Re: [Regression] stress-ng udp-flood causes kernel panic on Ampere Altra

[Date Prev][Date Next][Thread Prev][Thread Next][Date Index][Thread Index]

 



Kajetan Puchalski <kajetan.puchalski@xxxxxxx> wrote:
> On Fri, Jul 01, 2022 at 10:01:10PM +0200, Florian Westphal wrote:
> > Kajetan Puchalski <kajetan.puchalski@xxxxxxx> wrote:
> > > While running the udp-flood test from stress-ng on Ampere Altra (Mt.
> > > Jade platform) I encountered a kernel panic caused by NULL pointer
> > > dereference within nf_conntrack.
> > > 
> > > The issue is present in the latest mainline (5.19-rc4), latest stable
> > > (5.18.8), as well as multiple older stable versions. The last working
> > > stable version I found was 5.15.40.
> > 
> > Do I need a special setup for conntrack?
> 
> I don't think there was any special setup involved, the config I started
> from was a generic distribution config and I didn't change any
> networking-specific options. In case that's helpful here's the .config I
> used.
> 
> https://pastebin.com/Bb2wttdx
> 
> > 
> > No crashes after more than one hour of stress-ng on
> > 1. 4 core amd64 Fedora 5.17 kernel
> > 2. 16 core amd64, linux stable 5.17.15
> > 3. 12 core intel, Fedora 5.18 kernel
> > 4. 3 core aarch64 vm, 5.18.7-200.fc36.aarch64
> > 
> 
> That would make sense, from further experiments I ran it somehow seems
> to be related to the number of workers being spawned by stress-ng along
> with the CPUs/cores involved.
>
> For instance, running the test with <=25 workers (--udp-flood 25 etc.)
> results in the test running fine for at least 15 minutes.

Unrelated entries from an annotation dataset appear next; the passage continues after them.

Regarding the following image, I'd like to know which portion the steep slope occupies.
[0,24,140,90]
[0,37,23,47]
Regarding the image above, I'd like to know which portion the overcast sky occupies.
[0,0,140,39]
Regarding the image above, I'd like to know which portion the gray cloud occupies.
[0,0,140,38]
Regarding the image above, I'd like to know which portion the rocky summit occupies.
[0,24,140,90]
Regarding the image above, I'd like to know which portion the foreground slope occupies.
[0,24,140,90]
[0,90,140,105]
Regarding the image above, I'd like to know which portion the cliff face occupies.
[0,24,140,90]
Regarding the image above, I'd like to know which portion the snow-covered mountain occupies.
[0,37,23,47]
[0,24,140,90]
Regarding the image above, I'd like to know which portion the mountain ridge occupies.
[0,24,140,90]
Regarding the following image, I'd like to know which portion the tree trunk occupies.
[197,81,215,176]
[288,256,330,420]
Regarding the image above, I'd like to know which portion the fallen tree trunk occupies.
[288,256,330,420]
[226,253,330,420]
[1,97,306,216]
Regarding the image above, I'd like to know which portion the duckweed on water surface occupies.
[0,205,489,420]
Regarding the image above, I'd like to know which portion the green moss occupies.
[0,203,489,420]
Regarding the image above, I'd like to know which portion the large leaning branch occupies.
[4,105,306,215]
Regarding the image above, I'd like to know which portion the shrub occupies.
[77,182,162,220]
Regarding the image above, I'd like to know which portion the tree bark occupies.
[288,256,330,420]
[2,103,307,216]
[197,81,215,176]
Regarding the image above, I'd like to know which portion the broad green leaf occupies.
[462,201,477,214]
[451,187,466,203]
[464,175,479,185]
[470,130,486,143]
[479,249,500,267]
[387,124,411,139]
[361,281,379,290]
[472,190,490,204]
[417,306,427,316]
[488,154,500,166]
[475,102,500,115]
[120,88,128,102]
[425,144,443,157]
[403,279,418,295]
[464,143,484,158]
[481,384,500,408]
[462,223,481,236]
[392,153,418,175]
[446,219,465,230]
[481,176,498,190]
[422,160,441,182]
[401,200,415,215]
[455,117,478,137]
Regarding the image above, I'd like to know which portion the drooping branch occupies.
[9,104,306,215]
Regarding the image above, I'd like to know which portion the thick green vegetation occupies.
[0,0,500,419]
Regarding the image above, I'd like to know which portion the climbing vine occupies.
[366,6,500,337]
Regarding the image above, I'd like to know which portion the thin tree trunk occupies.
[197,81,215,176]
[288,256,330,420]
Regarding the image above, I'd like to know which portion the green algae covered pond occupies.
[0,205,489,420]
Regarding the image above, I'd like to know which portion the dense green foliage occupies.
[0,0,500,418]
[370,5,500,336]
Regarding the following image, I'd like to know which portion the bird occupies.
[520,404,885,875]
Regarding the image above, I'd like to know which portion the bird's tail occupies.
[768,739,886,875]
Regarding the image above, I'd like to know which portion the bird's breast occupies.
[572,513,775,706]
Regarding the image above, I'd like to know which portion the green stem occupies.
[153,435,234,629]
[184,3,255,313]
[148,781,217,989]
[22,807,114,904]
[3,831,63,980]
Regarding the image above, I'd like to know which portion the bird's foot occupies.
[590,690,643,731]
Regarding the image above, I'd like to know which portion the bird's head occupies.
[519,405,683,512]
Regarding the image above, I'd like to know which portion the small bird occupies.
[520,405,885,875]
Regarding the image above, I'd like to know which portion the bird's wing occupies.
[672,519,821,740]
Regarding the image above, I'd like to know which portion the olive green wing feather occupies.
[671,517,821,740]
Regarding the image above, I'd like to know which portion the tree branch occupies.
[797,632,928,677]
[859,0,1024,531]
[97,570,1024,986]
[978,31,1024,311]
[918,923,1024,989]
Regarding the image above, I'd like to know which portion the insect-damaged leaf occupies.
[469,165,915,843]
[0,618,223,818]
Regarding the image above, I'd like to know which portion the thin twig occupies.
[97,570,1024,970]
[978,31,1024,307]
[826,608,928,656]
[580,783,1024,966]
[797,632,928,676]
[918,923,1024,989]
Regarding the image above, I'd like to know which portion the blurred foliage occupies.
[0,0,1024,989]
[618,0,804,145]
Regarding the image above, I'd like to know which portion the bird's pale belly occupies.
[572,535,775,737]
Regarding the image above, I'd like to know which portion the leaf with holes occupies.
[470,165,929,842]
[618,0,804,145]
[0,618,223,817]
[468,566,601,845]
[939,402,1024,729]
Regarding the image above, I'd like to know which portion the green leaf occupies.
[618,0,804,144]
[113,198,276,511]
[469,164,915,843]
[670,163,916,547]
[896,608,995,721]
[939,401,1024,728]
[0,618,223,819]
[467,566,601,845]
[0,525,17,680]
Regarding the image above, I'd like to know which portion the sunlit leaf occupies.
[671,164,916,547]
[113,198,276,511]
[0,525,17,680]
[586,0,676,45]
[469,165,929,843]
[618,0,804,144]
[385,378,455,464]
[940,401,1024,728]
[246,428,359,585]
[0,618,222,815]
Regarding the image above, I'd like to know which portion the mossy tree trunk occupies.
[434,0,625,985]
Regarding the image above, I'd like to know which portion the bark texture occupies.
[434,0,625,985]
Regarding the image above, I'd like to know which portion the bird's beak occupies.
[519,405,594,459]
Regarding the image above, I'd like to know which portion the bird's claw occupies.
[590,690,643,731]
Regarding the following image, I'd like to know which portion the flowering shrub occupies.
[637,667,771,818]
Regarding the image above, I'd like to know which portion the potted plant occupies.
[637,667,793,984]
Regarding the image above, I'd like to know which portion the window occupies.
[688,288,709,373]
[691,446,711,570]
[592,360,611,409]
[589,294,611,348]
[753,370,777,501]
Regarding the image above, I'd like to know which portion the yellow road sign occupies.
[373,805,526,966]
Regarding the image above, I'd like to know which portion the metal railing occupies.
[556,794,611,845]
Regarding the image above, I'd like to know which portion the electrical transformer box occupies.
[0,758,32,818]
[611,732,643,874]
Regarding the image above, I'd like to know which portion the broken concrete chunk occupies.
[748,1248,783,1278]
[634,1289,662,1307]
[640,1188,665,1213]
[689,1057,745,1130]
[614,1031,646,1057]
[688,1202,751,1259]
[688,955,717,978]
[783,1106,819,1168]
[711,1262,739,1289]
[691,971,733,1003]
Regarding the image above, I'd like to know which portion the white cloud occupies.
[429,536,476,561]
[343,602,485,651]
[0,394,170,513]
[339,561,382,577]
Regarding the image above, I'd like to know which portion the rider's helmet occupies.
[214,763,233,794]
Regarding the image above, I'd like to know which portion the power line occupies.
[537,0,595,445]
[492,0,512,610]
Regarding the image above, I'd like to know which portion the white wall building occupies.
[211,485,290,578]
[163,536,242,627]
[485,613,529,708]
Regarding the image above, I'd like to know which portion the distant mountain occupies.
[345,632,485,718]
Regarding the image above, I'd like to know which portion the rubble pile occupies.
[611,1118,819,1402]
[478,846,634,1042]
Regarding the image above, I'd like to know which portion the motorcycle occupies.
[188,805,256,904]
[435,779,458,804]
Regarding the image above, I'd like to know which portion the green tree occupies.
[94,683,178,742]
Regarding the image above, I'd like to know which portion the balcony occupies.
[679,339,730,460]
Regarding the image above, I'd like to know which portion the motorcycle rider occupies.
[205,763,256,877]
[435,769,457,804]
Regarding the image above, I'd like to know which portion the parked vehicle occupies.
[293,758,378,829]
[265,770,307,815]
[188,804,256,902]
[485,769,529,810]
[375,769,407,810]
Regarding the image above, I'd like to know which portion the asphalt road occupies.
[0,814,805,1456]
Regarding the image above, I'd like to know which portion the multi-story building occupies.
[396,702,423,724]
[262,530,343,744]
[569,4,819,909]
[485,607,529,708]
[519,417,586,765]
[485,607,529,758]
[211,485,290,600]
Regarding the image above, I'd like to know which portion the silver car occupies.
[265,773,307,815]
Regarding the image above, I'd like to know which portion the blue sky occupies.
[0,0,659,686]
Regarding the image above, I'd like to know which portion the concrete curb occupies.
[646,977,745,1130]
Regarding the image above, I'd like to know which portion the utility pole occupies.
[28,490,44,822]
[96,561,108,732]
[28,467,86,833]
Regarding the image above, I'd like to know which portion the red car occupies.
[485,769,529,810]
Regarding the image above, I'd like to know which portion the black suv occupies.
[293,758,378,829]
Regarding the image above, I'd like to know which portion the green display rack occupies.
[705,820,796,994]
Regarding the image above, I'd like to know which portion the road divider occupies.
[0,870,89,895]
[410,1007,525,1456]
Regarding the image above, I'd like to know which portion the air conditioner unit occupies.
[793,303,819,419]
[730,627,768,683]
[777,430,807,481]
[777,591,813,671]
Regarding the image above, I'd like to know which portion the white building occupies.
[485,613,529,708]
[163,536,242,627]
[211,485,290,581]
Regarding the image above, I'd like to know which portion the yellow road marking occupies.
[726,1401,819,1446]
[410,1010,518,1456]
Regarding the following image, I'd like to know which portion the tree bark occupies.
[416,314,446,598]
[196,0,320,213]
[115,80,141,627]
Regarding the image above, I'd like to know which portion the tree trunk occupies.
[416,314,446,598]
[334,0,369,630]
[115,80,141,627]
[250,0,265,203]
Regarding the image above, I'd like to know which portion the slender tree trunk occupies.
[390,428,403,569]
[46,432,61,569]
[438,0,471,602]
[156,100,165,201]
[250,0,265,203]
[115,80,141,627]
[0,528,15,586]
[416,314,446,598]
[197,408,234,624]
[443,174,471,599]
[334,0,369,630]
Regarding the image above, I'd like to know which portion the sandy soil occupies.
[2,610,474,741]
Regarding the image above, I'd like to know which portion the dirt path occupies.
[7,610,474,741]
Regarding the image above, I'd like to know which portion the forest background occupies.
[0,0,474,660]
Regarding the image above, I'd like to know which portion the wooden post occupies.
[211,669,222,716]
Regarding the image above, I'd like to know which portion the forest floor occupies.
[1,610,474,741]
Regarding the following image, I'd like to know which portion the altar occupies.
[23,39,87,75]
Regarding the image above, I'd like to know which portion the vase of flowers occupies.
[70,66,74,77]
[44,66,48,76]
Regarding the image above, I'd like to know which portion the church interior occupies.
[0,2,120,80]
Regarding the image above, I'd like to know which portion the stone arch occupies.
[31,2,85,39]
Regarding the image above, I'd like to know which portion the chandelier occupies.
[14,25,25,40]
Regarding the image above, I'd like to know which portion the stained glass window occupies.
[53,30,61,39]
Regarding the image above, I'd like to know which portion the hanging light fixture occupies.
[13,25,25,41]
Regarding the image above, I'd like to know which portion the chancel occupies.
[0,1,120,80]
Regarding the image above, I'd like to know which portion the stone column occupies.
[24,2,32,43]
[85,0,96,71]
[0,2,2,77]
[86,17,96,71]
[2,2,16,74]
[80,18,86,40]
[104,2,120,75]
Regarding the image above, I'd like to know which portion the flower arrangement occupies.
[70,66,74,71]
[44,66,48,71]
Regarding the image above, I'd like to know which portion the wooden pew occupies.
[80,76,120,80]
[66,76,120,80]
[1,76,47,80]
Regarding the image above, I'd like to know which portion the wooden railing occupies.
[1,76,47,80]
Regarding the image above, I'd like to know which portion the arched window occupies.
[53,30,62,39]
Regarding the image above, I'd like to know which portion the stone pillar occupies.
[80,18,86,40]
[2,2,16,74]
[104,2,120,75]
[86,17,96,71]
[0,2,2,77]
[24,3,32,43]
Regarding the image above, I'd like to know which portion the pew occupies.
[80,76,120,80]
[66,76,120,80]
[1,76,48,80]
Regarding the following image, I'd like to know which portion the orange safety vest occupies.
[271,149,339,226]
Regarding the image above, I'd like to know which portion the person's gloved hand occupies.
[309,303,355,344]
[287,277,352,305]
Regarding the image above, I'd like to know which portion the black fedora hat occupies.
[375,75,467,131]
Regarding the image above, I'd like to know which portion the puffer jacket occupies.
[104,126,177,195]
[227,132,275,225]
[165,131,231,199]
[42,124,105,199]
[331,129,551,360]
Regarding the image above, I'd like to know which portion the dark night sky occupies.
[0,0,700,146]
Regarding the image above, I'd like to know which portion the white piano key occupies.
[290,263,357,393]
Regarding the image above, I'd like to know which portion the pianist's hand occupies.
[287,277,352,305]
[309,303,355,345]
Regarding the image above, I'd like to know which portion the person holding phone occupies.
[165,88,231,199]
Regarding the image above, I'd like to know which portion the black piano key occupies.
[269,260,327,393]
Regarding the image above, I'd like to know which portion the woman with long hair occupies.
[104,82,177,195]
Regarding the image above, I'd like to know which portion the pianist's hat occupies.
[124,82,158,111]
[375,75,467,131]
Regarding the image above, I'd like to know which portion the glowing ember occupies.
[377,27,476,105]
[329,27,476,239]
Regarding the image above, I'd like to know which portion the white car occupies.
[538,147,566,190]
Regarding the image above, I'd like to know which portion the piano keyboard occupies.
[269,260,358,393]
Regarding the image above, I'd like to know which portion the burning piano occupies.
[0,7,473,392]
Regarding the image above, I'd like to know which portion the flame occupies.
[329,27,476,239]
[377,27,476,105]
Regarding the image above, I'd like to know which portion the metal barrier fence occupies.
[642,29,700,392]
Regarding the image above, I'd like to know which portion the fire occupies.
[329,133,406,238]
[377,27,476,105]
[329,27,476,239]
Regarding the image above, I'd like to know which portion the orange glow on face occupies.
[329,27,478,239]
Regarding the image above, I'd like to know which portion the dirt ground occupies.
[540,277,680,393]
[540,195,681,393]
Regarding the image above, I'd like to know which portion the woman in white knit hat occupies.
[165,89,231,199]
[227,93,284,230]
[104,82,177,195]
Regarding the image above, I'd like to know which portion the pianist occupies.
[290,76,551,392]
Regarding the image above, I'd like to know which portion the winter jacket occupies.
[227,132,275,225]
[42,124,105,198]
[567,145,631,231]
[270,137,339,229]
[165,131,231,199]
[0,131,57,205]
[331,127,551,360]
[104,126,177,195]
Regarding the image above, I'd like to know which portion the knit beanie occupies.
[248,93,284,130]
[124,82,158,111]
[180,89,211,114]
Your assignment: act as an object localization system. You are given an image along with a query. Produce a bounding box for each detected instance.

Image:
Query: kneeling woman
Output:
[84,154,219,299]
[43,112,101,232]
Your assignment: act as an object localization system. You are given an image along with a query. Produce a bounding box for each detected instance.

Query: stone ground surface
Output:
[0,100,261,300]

Ok.  I will let it run for longer on the machines I have access to.

In mean time, you could test attached patch, its simple s/refcount_/atomic_/
in nf_conntrack.

If mainline (patch vs. HEAD 69cb6c6556ad89620547318439) crashes for you
but works with attached patch someone who understands aarch64 memory ordering
would have to look more closely at refcount_XXX functions to see where they
might differ from atomic_ ones.

If it still crashes, please try below hunk in addition, although I don't see
how it would make a difference.

This is the one spot where the original conversion replaced atomic_inc()
with refcount_set(), this is on allocation, refcount is expected to be 0 so
refcount_inc() triggers a warning hinting at a use-after free.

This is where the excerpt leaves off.